Persistence

One of the core challenges of any in-memory database is durability — what happens when the server crashes or restarts? Radish implements a dual-strategy persistence model inspired by Redis: RDB snapshots for periodic full-state captures and AOF (Append-Only File) for real-time write logging.

On top of that another idea is to avoid full writes every time if you already know a lot of keys are the same. For doing that, Radish implements a DirtyTracker that tries to rewrite only the keys that are changed.


The Durability Problem

An in-memory database is fast because it stores everything in RAM. But RAM is volatile — if the process dies, everything is gone. There are two fundamental approaches to solving this:

  1. Snapshotting — periodically dump the entire database state to disk
  2. Write-ahead logging — log every write operation as it happens

Each has trade-offs:

Approach Pros Cons
RDB Snapshots Compact, fast to load Last few seconds of writes can be lost
AOF Log No data loss (every write logged) File grows unbounded, slower recovery

Radish uses both — just like Redis. Snapshots provide the baseline, and AOF fills the gap between snapshots.


Sharded RDB Snapshots

Instead of writing a single monolithic snapshot file, Radish partitions the database into N shards (configurable via num_snapshot_shards) and writes each shard to its own file:

persistence/snapshots/
├── shard_001.rdb
├── shard_002.rdb
├── ...
└── shard_256.rdb

Each key is assigned to a shard using a hash function:

snapshot_shard_id(key::String) = (hash(key) % CONFIG[].num_snapshot_shards) + 1

Why Shard the Snapshots?

When only a few keys change, there’s no reason to rewrite the entire database. Sharded snapshots enable incremental saves — only the shard files containing dirty keys are touched.

For example, if 10 keys change across 3 shards, Radish only rewrites those 3 shard files. The rest remain untouched. The savings depend entirely on how many shards are touched — the best case is a single dirty shard, which rewrites just 1 out of N files. The worst case is when writes are spread across all shards (e.g., a bulk load of uniformly distributed keys), which forces every shard file to be rewritten — equivalent to a full snapshot with a little extra overhead for managing more files instead of one. The number of shards is configurable (default: 256).

Snapshot Format

Each line in a shard file is a JSON object:

{"key": "user:1", "value": "Alice", "ttl": 3600, "datatype": "string"}
{"key": "user:2", "value": "Bob", "ttl": null, "datatype": "string"}

This is simple but effective — easy to debug, easy to parse, and human-readable.

Atomic Writes

Snapshots are written atomically using a temp file + rename pattern:

temp_path = path * ".tmp"
open(temp_path, "w") do f
    for line in values(snapshot_lines)
        println(f, line)
    end
    flush(f)
end
mv(temp_path, path, force=true)

If the server crashes mid-write, the original shard file remains intact.
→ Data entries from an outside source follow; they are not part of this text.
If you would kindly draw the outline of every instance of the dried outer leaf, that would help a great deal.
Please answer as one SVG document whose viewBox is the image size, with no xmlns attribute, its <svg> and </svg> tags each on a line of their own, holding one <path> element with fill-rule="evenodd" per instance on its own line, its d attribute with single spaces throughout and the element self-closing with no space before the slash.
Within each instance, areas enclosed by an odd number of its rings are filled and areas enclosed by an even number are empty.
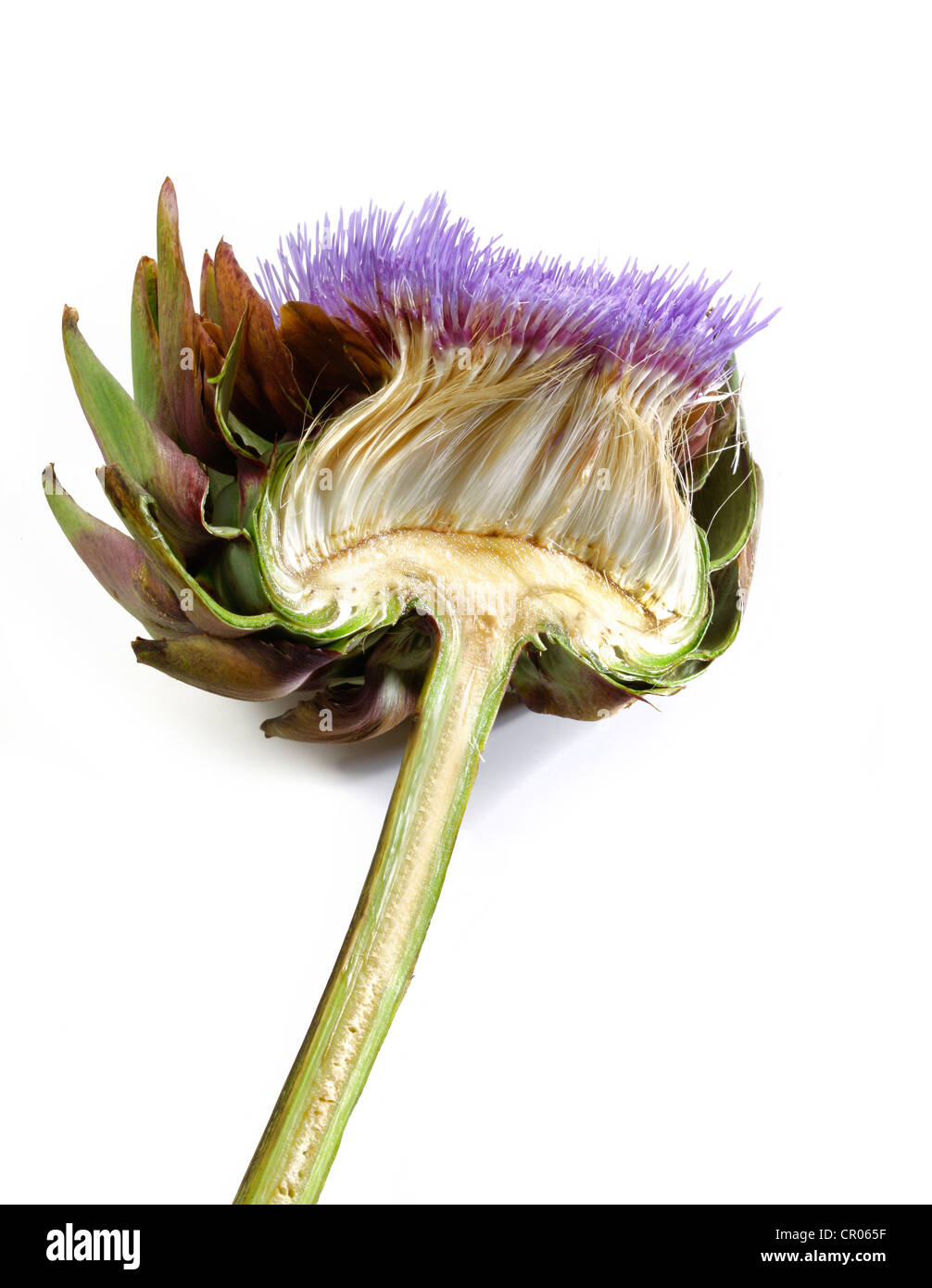
<svg viewBox="0 0 932 1288">
<path fill-rule="evenodd" d="M 426 625 L 399 622 L 362 658 L 335 662 L 313 698 L 265 720 L 263 732 L 295 742 L 363 742 L 387 733 L 417 710 L 431 652 Z"/>
<path fill-rule="evenodd" d="M 638 694 L 600 675 L 559 640 L 521 652 L 511 689 L 532 711 L 570 720 L 601 720 L 638 701 Z"/>
<path fill-rule="evenodd" d="M 413 715 L 418 696 L 408 674 L 389 667 L 345 696 L 340 689 L 321 693 L 284 715 L 264 720 L 263 733 L 294 742 L 363 742 Z"/>
<path fill-rule="evenodd" d="M 201 316 L 218 325 L 220 322 L 220 303 L 216 298 L 216 273 L 214 272 L 214 260 L 207 251 L 203 252 L 203 259 L 201 260 Z"/>
<path fill-rule="evenodd" d="M 259 635 L 218 639 L 134 640 L 139 662 L 209 693 L 246 702 L 272 702 L 306 684 L 335 654 L 309 644 Z"/>
<path fill-rule="evenodd" d="M 221 241 L 214 258 L 216 309 L 224 345 L 243 327 L 234 413 L 269 442 L 299 434 L 306 403 L 295 381 L 291 354 L 282 343 L 268 300 L 239 268 L 233 247 Z"/>
<path fill-rule="evenodd" d="M 200 461 L 228 470 L 223 439 L 203 413 L 202 361 L 191 282 L 178 232 L 178 201 L 170 179 L 158 194 L 158 345 L 162 383 L 178 429 L 178 440 Z"/>
<path fill-rule="evenodd" d="M 279 325 L 297 383 L 315 408 L 357 402 L 389 379 L 389 365 L 375 345 L 317 304 L 283 304 Z"/>
<path fill-rule="evenodd" d="M 194 630 L 182 612 L 178 595 L 130 537 L 82 510 L 58 482 L 54 466 L 46 466 L 42 484 L 59 528 L 103 589 L 127 613 L 151 635 L 175 639 Z"/>
<path fill-rule="evenodd" d="M 189 554 L 211 540 L 203 524 L 209 479 L 154 426 L 99 362 L 77 328 L 77 312 L 66 307 L 62 339 L 81 408 L 106 464 L 118 465 L 158 504 L 165 535 Z"/>
</svg>

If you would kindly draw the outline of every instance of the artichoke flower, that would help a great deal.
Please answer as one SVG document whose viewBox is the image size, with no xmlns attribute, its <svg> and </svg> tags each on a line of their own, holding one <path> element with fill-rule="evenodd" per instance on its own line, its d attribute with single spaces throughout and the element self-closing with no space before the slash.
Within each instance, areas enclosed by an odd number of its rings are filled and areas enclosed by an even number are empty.
<svg viewBox="0 0 932 1288">
<path fill-rule="evenodd" d="M 294 696 L 269 737 L 413 716 L 375 859 L 239 1203 L 309 1203 L 407 984 L 506 692 L 596 720 L 734 640 L 761 477 L 721 282 L 523 260 L 442 198 L 299 231 L 257 290 L 221 241 L 194 308 L 175 192 L 131 303 L 133 397 L 66 308 L 64 350 L 126 533 L 49 466 L 147 666 Z"/>
</svg>

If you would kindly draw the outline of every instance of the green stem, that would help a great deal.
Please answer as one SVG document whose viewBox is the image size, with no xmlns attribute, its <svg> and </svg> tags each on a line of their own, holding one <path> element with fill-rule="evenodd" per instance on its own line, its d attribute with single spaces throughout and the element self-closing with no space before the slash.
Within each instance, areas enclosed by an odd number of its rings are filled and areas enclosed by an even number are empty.
<svg viewBox="0 0 932 1288">
<path fill-rule="evenodd" d="M 359 904 L 236 1203 L 314 1203 L 411 980 L 485 737 L 514 625 L 445 620 Z"/>
</svg>

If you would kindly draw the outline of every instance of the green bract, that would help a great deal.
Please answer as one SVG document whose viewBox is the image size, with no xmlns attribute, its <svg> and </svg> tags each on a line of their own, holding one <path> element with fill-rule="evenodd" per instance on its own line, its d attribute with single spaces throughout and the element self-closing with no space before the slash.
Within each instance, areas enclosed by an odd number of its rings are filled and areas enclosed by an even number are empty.
<svg viewBox="0 0 932 1288">
<path fill-rule="evenodd" d="M 752 313 L 709 283 L 523 267 L 439 209 L 404 234 L 350 222 L 266 268 L 274 308 L 220 242 L 196 310 L 166 180 L 133 290 L 133 398 L 64 312 L 129 536 L 51 468 L 46 495 L 151 636 L 139 661 L 294 696 L 268 735 L 353 741 L 417 714 L 246 1203 L 318 1195 L 505 693 L 578 720 L 673 693 L 732 643 L 750 582 L 761 478 L 727 344 Z"/>
</svg>

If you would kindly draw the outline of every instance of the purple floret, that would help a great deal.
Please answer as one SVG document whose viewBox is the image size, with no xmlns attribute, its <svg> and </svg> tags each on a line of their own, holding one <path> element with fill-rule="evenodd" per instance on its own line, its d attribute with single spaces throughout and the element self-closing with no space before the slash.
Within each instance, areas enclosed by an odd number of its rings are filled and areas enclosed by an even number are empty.
<svg viewBox="0 0 932 1288">
<path fill-rule="evenodd" d="M 369 206 L 341 214 L 336 227 L 324 220 L 313 236 L 299 228 L 279 241 L 277 265 L 260 264 L 260 289 L 275 310 L 303 300 L 354 326 L 360 314 L 408 318 L 433 327 L 442 346 L 501 337 L 565 346 L 618 375 L 672 376 L 681 393 L 717 384 L 738 345 L 774 317 L 756 318 L 756 295 L 716 299 L 726 278 L 635 261 L 617 274 L 541 255 L 523 261 L 452 220 L 443 196 L 404 222 L 402 214 Z"/>
</svg>

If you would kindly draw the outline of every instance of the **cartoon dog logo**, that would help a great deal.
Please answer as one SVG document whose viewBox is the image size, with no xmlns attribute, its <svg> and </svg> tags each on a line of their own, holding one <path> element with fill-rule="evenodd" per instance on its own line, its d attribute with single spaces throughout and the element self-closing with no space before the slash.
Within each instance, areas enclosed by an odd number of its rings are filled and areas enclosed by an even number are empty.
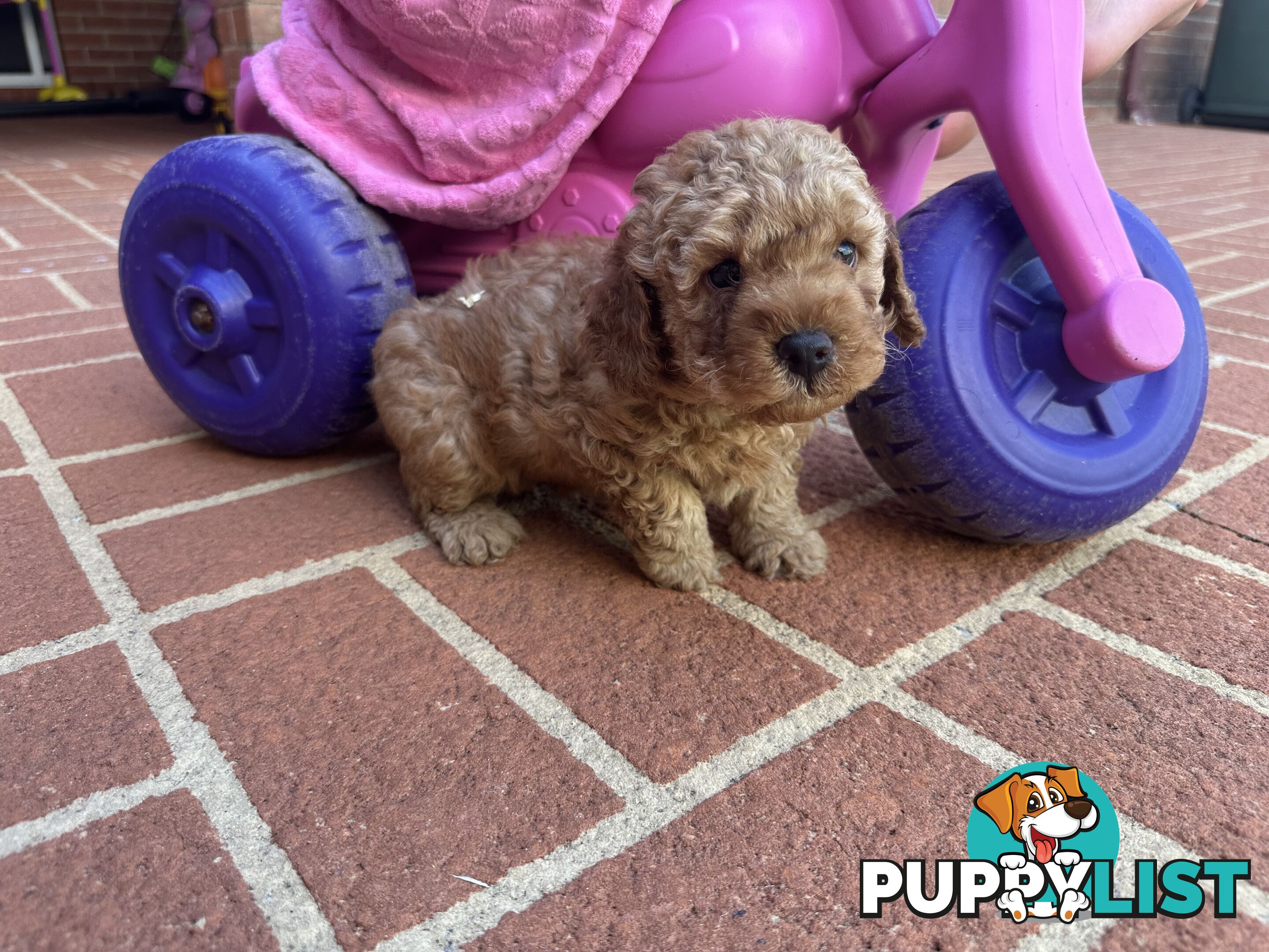
<svg viewBox="0 0 1269 952">
<path fill-rule="evenodd" d="M 1080 854 L 1062 849 L 1062 840 L 1090 830 L 1098 823 L 1098 809 L 1080 788 L 1080 772 L 1074 767 L 1051 764 L 1044 773 L 1011 773 L 980 793 L 975 806 L 990 816 L 1001 833 L 1010 834 L 1025 848 L 1025 854 L 1005 853 L 1000 857 L 1000 864 L 1006 869 L 1020 869 L 1028 861 L 1042 866 L 1051 862 L 1075 866 Z M 996 905 L 1018 922 L 1028 915 L 1058 915 L 1071 922 L 1089 905 L 1089 897 L 1079 890 L 1066 890 L 1057 909 L 1053 909 L 1052 902 L 1027 906 L 1019 890 L 1008 890 Z"/>
</svg>

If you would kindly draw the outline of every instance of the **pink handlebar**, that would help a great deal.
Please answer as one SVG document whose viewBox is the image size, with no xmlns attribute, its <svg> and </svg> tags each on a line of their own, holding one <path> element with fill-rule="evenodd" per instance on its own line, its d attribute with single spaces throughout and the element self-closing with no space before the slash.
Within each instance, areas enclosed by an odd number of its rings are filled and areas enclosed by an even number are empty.
<svg viewBox="0 0 1269 952">
<path fill-rule="evenodd" d="M 1080 0 L 959 0 L 925 48 L 864 99 L 857 128 L 876 184 L 906 211 L 915 195 L 901 166 L 933 149 L 933 136 L 919 141 L 924 127 L 972 112 L 1066 305 L 1067 357 L 1084 376 L 1113 382 L 1170 364 L 1185 329 L 1173 296 L 1142 277 L 1093 157 L 1082 48 Z"/>
</svg>

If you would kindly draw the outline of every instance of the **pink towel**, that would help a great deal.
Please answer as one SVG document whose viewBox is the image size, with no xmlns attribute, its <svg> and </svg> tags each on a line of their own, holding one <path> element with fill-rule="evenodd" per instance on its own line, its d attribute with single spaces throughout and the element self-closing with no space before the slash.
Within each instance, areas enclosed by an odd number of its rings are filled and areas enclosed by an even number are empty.
<svg viewBox="0 0 1269 952">
<path fill-rule="evenodd" d="M 269 113 L 368 202 L 459 228 L 525 217 L 671 0 L 283 0 L 251 62 Z"/>
</svg>

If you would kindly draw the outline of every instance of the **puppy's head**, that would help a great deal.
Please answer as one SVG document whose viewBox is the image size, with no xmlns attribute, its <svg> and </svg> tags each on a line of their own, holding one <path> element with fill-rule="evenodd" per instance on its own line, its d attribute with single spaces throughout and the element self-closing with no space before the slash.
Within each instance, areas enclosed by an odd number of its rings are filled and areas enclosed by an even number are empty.
<svg viewBox="0 0 1269 952">
<path fill-rule="evenodd" d="M 1041 863 L 1053 858 L 1061 840 L 1098 823 L 1098 809 L 1080 788 L 1080 772 L 1074 767 L 1052 764 L 1044 773 L 1025 777 L 1013 773 L 980 793 L 975 805 Z"/>
<path fill-rule="evenodd" d="M 634 194 L 588 315 L 590 347 L 629 392 L 811 420 L 878 377 L 887 331 L 905 347 L 925 334 L 892 223 L 819 126 L 693 132 Z"/>
</svg>

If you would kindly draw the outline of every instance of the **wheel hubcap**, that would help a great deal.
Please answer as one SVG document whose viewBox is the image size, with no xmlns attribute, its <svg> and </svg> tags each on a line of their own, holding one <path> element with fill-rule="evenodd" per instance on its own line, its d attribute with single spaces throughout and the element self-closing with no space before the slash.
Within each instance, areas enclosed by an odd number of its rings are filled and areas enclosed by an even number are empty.
<svg viewBox="0 0 1269 952">
<path fill-rule="evenodd" d="M 280 331 L 277 306 L 233 268 L 225 232 L 209 227 L 202 250 L 190 255 L 187 249 L 185 260 L 162 251 L 154 260 L 155 277 L 173 292 L 178 338 L 171 357 L 251 396 L 268 371 L 256 363 L 264 336 Z"/>
<path fill-rule="evenodd" d="M 1062 347 L 1066 308 L 1038 259 L 996 284 L 991 302 L 997 367 L 1014 410 L 1033 426 L 1068 435 L 1122 437 L 1132 429 L 1117 390 L 1089 380 Z"/>
</svg>

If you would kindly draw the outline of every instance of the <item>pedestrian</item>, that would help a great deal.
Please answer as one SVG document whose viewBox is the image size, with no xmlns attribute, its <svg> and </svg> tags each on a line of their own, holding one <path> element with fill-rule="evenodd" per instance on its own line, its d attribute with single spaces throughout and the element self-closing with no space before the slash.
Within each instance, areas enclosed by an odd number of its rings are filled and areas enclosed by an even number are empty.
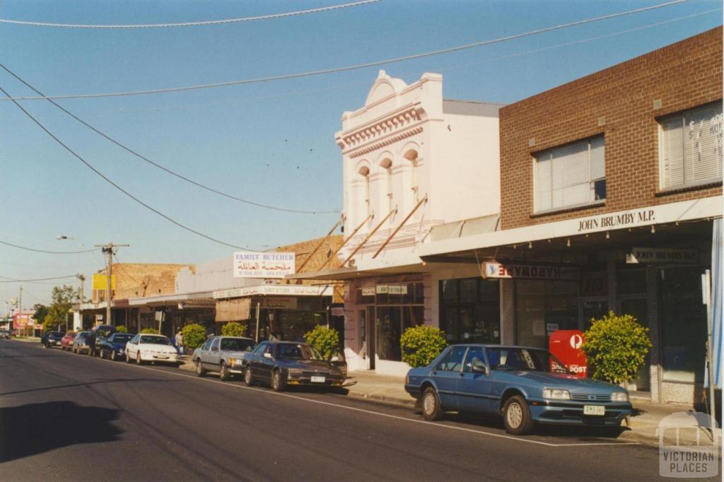
<svg viewBox="0 0 724 482">
<path fill-rule="evenodd" d="M 176 333 L 176 348 L 180 354 L 183 355 L 183 335 L 181 334 L 181 330 Z"/>
</svg>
The temp file is cleaned up on next startup.

Redis uses the same temp-file-and-rename pattern for its RDB files, guaranteeing that a snapshot is either fully written or not written at all.


Dirty Tracking

To know which shards need updating, Radish maintains a DirtyTracker:

mutable struct DirtyTracker
    modified::Set{String}    # Keys that were added/modified
    deleted::Set{String}     # Keys that were deleted
    lock::ReentrantLock      # Thread safety
end

Every hypercommand that modifies state calls mark_dirty!(tracker, key) or mark_deleted!(tracker, key). The background syncer then pops these changes atomically and applies them to the snapshot files.

This design means the server never blocks waiting for disk I/O during normal operation — dirty tracking is just a Set insertion.


AOF (Append-Only File)

Between snapshots, every write command is logged to an append-only file:

persistence/aof.radish/appendonly.aof

Each line records the full command:

S_SET user:1 Alice 3600
S_INCR counter
L_PREPEND queue job42

Thread Safety

Multiple clients can write concurrently, so the AOF uses a ReentrantLock:

mutable struct AOFState
    path::String
    io::Union{IOStream, Nothing}
    lock::ReentrantLock
end

Every write is wrapped in lock(aof.lock) do ... end, ensuring commands are logged atomically. Transactions use aof_append_batch! to write all commands in a single locked section.

AOF Truncation

After each successful snapshot sync, the AOF is truncated (emptied). This prevents unbounded growth — the snapshot already contains all the data, so the AOF only needs to capture writes since the last snapshot.


Background Syncer

A background task runs periodically (configurable via sync_interval_sec):

graph TD
    A["Syncer wakes up (every sync_interval_sec)"] --> B{Has dirty changes?}
    B -->|No| A
    B -->|Yes| C["Pop dirty sets atomically"]
    C --> D["Acquire read locks on affected shards"]
    D --> E["Save dirty shards to RDB"]
    E --> F["Release locks"]
    F --> G["Truncate AOF"]
    G --> A

Key design decisions:

  • Read locks only — the syncer reads the current state without blocking writes (the data just needs to be consistent at snapshot time)
  • Affected shards only — if 3 out of 256 shards are dirty, only those 3 shards’ locks are acquired
  • Non-blocking — the syncer runs in its own @async task, never blocking client operations

Crash Recovery

On startup, Radish recovers in two steps:

  1. Load RDB snapshots — reads all shard files and populates the RadishContext
  2. Replay AOF — re-executes any commands logged since the last snapshot
count = load_snapshot!(ctx)                    # Step 1
aof_count = replay_aof!(ctx, db_lock)          # Step 2

This guarantees that the database state after recovery is identical to what it was before the crash (up to the last AOF-logged command).


Graceful Shutdown

When the server receives Ctrl+C, it performs a full snapshot before exiting:

save_full_snapshot!(ctx, tracker)

This is a full snapshot (not incremental), ensuring that all data is captured. The AOF is then deleted since it’s no longer needed.